Objective: In March 2024, New York State legislation authorized pharmacists to prescribe hormonal contraception. Consequently, a new contraception unit was introduced to a skills laboratory course incorporating case-based activities and assessments with standardized patients to allow students to practice scenarios involving contraceptive prescribing. This study evaluates confidence of third-year pharmacy students in prescribing hormonal contraception, as well as satisfaction with the unit.

Methods: This is a cross-sectional, descriptive study of third-year pharmacy students completing a skills laboratory course. Following the contraception unit, students completed a survey including demographics, knowledge and confidence in prescribing hormonal contraception, and satisfaction with the unit. Questions adapted from prior instruments measured confidence in applying the Pharmacists’ Patient Care Process. Likert scales were dichotomized to report both agreement (vs. rest) and strong agreement (vs. rest). Descriptive statistics were used to summarize demographic and outcome variables.

Results: Of the 41 respondents (response rate: 65.1%), the majority were female (70.7%) and had work experience in community pharmacy (78.1%) or hospital/institution settings (53.7%). High knowledge and satisfaction after the contraception unit were reported with over 90% of students agreeing and nearly 50% strongly agreeing on all items; examples included helpfulness in preparing for pharmacy practice and knowing when to refer a patient to a provider for contraception. Confidence was very high with nearly 100% of students agreeing and over 50% strongly agreeing to all six confidence statements. Most frequent feedback was requesting more cases.

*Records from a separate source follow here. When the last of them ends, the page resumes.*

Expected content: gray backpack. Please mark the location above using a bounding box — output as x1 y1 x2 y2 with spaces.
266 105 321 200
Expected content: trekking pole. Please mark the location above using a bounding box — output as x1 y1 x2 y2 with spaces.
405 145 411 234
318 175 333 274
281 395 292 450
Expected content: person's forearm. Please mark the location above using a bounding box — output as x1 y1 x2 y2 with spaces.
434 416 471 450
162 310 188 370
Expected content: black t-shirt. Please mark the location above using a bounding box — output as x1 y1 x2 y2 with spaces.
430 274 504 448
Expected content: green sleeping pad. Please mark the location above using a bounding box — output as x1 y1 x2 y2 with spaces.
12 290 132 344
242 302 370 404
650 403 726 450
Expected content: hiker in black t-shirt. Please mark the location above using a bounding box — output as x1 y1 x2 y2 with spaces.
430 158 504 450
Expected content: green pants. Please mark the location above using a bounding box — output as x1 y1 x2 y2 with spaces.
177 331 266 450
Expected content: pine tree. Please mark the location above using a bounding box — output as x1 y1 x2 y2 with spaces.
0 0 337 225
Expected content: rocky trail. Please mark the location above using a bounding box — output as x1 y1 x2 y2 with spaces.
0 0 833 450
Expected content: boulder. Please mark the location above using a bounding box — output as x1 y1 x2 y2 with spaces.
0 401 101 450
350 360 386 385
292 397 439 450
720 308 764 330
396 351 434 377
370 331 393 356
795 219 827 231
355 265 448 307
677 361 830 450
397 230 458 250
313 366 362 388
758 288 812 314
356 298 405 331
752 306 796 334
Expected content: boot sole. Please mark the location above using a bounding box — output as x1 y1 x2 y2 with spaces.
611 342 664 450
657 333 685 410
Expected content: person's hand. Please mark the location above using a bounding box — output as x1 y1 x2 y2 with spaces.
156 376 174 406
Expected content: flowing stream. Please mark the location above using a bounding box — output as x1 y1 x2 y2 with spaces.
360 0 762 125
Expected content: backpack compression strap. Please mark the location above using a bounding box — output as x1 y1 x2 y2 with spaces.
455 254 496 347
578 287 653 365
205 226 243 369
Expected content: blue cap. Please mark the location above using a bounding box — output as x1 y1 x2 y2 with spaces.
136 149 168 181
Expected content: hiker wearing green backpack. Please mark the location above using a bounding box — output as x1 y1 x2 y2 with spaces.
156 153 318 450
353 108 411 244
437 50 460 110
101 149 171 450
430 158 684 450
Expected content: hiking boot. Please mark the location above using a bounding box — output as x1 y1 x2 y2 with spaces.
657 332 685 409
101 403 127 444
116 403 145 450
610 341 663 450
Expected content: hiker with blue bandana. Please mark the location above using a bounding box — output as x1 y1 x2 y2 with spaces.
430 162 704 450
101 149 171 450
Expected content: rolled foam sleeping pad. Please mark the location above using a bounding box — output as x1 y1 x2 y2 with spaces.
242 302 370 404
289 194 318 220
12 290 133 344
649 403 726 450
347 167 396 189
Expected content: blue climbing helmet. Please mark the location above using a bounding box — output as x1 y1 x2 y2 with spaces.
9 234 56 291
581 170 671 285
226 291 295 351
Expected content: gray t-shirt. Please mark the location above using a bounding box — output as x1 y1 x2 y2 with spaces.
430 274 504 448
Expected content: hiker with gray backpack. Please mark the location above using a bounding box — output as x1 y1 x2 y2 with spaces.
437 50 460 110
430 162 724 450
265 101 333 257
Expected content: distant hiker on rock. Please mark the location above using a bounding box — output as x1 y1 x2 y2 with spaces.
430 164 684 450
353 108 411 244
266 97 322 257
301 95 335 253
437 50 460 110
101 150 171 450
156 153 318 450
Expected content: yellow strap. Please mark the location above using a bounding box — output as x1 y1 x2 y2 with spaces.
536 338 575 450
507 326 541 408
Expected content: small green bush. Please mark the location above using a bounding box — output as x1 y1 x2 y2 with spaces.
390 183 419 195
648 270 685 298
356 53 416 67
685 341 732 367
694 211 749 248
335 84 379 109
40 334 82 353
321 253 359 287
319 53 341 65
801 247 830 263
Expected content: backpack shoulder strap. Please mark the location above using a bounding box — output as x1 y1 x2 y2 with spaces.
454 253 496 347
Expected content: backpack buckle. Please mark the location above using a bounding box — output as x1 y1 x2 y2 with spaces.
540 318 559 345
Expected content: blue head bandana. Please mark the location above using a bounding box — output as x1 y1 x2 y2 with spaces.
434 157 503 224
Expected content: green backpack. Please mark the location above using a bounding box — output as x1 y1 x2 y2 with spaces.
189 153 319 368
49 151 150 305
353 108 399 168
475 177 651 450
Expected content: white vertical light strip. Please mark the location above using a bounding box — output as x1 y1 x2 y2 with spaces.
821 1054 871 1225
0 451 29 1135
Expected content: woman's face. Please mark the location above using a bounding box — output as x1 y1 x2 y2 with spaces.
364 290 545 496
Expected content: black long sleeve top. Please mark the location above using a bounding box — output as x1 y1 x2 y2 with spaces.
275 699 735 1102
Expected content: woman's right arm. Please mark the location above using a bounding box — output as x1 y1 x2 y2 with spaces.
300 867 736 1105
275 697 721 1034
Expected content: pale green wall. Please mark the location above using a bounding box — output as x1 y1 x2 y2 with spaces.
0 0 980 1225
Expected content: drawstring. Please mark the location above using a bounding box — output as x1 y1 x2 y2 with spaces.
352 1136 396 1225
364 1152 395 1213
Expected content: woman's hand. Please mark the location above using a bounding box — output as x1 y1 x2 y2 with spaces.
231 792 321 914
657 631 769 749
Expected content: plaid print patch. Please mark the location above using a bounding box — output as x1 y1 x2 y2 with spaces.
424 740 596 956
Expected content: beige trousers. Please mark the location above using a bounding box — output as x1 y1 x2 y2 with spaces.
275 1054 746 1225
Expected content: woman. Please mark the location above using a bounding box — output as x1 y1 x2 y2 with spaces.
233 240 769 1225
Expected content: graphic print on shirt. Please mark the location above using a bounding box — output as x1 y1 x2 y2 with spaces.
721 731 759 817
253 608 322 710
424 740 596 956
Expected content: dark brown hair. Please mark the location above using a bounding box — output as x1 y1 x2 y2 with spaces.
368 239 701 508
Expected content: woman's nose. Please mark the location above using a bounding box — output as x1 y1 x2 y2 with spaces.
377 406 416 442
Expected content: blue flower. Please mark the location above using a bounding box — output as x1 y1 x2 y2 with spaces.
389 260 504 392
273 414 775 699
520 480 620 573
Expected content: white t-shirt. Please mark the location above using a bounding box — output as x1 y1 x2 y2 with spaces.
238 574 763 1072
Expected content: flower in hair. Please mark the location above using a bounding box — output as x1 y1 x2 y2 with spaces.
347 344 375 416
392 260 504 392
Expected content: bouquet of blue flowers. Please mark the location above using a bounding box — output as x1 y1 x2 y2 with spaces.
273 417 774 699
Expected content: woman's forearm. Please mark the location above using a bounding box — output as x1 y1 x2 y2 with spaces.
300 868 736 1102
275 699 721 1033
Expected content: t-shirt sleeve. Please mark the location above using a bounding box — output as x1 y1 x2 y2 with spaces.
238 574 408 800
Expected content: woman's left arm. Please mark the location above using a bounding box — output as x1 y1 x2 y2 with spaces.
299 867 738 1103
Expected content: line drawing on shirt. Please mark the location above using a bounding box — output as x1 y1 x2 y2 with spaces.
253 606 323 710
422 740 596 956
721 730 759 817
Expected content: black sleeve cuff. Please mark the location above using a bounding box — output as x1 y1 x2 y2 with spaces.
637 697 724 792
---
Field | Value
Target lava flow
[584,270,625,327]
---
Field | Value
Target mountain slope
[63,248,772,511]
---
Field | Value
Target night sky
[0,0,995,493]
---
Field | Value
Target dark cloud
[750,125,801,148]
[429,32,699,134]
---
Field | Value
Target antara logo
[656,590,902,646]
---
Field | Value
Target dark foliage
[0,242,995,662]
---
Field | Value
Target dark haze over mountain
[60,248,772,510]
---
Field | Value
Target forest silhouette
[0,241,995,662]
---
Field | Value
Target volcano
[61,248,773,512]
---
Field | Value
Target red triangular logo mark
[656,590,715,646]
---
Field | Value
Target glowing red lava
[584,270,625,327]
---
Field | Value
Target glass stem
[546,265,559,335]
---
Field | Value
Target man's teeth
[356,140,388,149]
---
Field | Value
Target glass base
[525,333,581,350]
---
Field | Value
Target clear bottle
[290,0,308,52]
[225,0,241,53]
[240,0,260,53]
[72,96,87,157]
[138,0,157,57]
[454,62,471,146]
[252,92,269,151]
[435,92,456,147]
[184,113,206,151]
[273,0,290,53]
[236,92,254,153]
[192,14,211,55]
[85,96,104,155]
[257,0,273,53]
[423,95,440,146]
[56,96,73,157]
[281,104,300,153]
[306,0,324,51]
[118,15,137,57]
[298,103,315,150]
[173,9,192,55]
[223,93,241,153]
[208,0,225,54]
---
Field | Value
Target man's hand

Conclusions: Students who completed the new contraception unit in a skills laboratory course reported high ratings of knowledge and confidence in contraceptive prescribing. Future curricular changes and studies to assess efficacy are important, as more states pass legislation to allow prescribing privileges for pharmacists. As more states grant pharmacists prescribing privileges, future curricular enhancements and research are needed to evaluate the impact on pharmacy education.

Comments

Poster presented at the 2026 Fisher Showcase, St. John Fisher University, April 17, 2026.